City councils in Portland, Ore., and Philadelphia this month approved laws requiring employers give their workers paid sick leave. And two Democratic lawmakers introduced a bill in Congress that would make paid sick leave a federal requirement.
But there’s a great divide among business owners. Some say paid sick time creates financial and administrative burdens for businesses struggling with a recovering economy and uncertainty about health care costs and federal budget cuts. Others argue it makes for a happier workplace and encourages employees to stay home instead of coming to work and infecting everyone around them.
A lot of Americans get paid sick leave, including many who work at small businesses. A study issued in July by the Bureau of Labor Statistics found that 66 percent of small businesses, those with as many as 499 workers, provided paid sick leave. Among companies with fewer than 50 workers, half of them provided leave.

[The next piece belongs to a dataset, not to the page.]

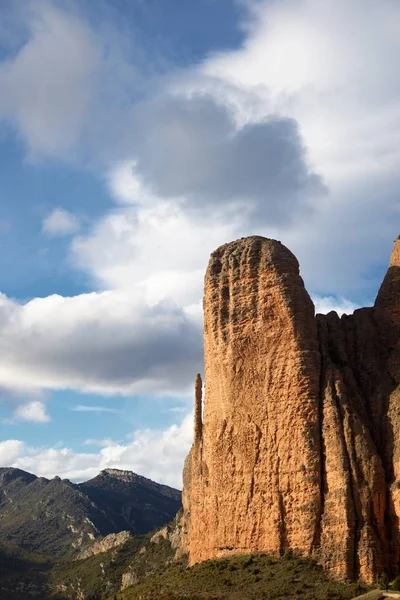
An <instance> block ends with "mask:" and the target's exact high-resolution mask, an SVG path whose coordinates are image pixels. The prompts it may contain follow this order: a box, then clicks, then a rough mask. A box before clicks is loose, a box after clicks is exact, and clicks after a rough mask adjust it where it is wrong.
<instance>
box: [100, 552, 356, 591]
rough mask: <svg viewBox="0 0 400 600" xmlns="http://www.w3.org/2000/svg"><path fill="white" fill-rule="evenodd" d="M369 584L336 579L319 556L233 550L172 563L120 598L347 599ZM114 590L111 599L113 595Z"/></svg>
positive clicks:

Lawmakers have been stepping in to get paid sick leave extended to more workers. San Francisco widely is believed to be the first major city to enact a paid sick leave law. The law, which requires that sick time be given to all workers, took effect in 2007.

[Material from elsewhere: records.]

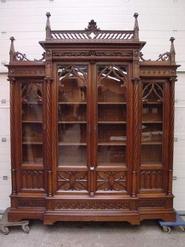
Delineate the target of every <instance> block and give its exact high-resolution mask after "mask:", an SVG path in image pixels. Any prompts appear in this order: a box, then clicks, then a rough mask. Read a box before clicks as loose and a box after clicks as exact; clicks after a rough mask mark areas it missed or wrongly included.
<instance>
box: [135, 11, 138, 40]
mask: <svg viewBox="0 0 185 247" xmlns="http://www.w3.org/2000/svg"><path fill="white" fill-rule="evenodd" d="M138 16H139V14H138V13H134V18H135V23H134V39H139V24H138V20H137V18H138Z"/></svg>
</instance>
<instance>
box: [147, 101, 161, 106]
mask: <svg viewBox="0 0 185 247" xmlns="http://www.w3.org/2000/svg"><path fill="white" fill-rule="evenodd" d="M162 103H163V102H162V101H143V104H145V105H161V104H162Z"/></svg>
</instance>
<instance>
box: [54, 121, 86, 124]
mask: <svg viewBox="0 0 185 247" xmlns="http://www.w3.org/2000/svg"><path fill="white" fill-rule="evenodd" d="M75 123H78V124H86V123H87V121H58V124H75Z"/></svg>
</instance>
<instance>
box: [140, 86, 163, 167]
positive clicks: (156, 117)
mask: <svg viewBox="0 0 185 247" xmlns="http://www.w3.org/2000/svg"><path fill="white" fill-rule="evenodd" d="M162 121H163V84H162V83H157V82H155V83H154V82H148V83H143V111H142V136H141V143H142V147H141V162H142V164H161V163H162V139H163V124H162Z"/></svg>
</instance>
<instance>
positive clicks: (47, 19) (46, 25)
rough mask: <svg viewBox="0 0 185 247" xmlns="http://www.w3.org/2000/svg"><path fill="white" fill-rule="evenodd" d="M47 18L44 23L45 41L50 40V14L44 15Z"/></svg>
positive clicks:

Since then, Washington, Seattle and Connecticut have enacted laws, and Portland’s City Council passed its bill March 13. The laws aren’t identical, but all generally provide for workers to accrue sick time.
Paid sick leave has run into roadblocks in other cities. In Milwaukee, for example, voters in 2008 approved a referendum creating a paid sick leave ordinance, but it was nullified by a subsequent state law that banned local governments from enacting such laws.
The consequences cited by opponents of paid sick time include paying overtime to replacement workers. The added expense would prevent them from expanding, or hiring other workers. Keeping track of accrued sick time will force an owner or another employee to take time away from other critical tasks.
Those topics probably will be raised in Congress, where Rep. Rosa DeLauro, D-Conn., and Sen. Tom Harkin, D-Iowa, have reintroduced the Healthy Families Act, which would require that workers be allowed to earn as many as seven days of paid sick time a year.
A study by the federal Bureau of Labor Statistics issued last month showed that workers generally take few sick days. Those in such industries as financial services, information, transportation and professional services took an average of about four sick days a year. Those in the leisure, hospitality and construction industries took about two days.
And many small-company owners say paid sick time is good business.
“We, like many bookstores in the country, do not pay exceptionally well,” said Bradley Graham, owner of Politics & Prose in Washington. “We’re very happy to be able to offer additional compensation to the staff in the form of paid sick leave.”
Joyce M. Rosenberg is a business writer for The Associated Press.